Excerpts from Jim Conrad's
Naturalist Newsletter
from the April 21, 2013 Newsletter issued from the Frio Canyon Nature Education Center in northern Uvalde County, southwestern Texas, on the southern border of the Edwards Plateau; elevation ~1750m (~5750 ft); N29.62°, W99.86°; USA
SQUAREBUD DAISY
Below you can see a knee-high wildflower of which I've found only one example so far here:
At first glance this look like any number of yellow-blossomed Composite or Daisy-Family member, but even from several feet away you can see two unusual field marks for this species. First, notice that the disk flowers in the heads' centers are much larger than in most species. Also, check out what's shown on an opened head below:
The bases of the oversized, reddish-tinged disk flowers are partly enclosed within sharp-pointed, reddish-fringed bracts, or paleae. Most genera of composite flowers don't wrap their disk flowers in such bracts, so this is a good field mark.
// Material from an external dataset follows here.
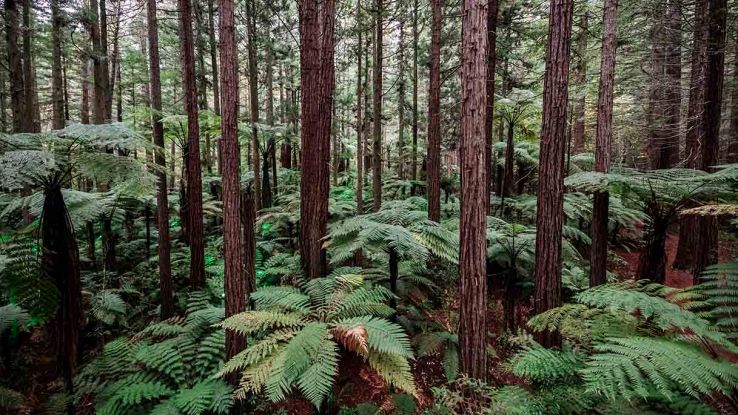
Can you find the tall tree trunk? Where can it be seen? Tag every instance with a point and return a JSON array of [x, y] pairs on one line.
[[549, 218], [688, 232], [254, 101], [84, 74], [29, 71], [492, 11], [235, 284], [733, 138], [473, 290], [194, 181], [359, 121], [377, 104], [717, 11], [213, 57], [434, 115], [580, 79], [57, 84], [60, 261], [166, 287], [414, 162], [401, 102], [15, 68], [598, 257], [317, 21]]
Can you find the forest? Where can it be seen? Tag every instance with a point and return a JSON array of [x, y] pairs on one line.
[[365, 207]]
However, you hardly need to see the oversized disk flowers wrapped in sharp bracts because of another feature that -- in terms of how composite blossoms are supposed to look -- is just amazing, and thus constitutes the best field mark of all: Each flower head wears below it a bowl-shaped "collar," as seen from below, below
Technically you would say that the outer four involucral bracts, or phyllaries, are expanded and grown together to form the collar. Such a feature is very unusual, though not unique to this species or genus.
Here we have what's sometimes called the Squarebud Daisy or Nerve-ray. It's TETRAGONOTHECA TEXANA, one of only four species of the seldom heard-of genus found in North America, and endemic only to a few counties here in southwestern Texas and arid northeastern Mexico. The online Flora of North America describes its habitat as "Sandy soils, often with mesquite," so probably in the more arid scrub and desert south and west of here the species is more common than here.
The name Squarebud Daisy derives from the flower bud's appearance when the four bracts of its "collar" wrap around the immature blossom forming a four-cornered, boxy affair.
This is a very nice find, and in a world so populated with look-alike yellow, daisy-type flowers, it's great to have a species with a single field mark so effectively announcing its identity.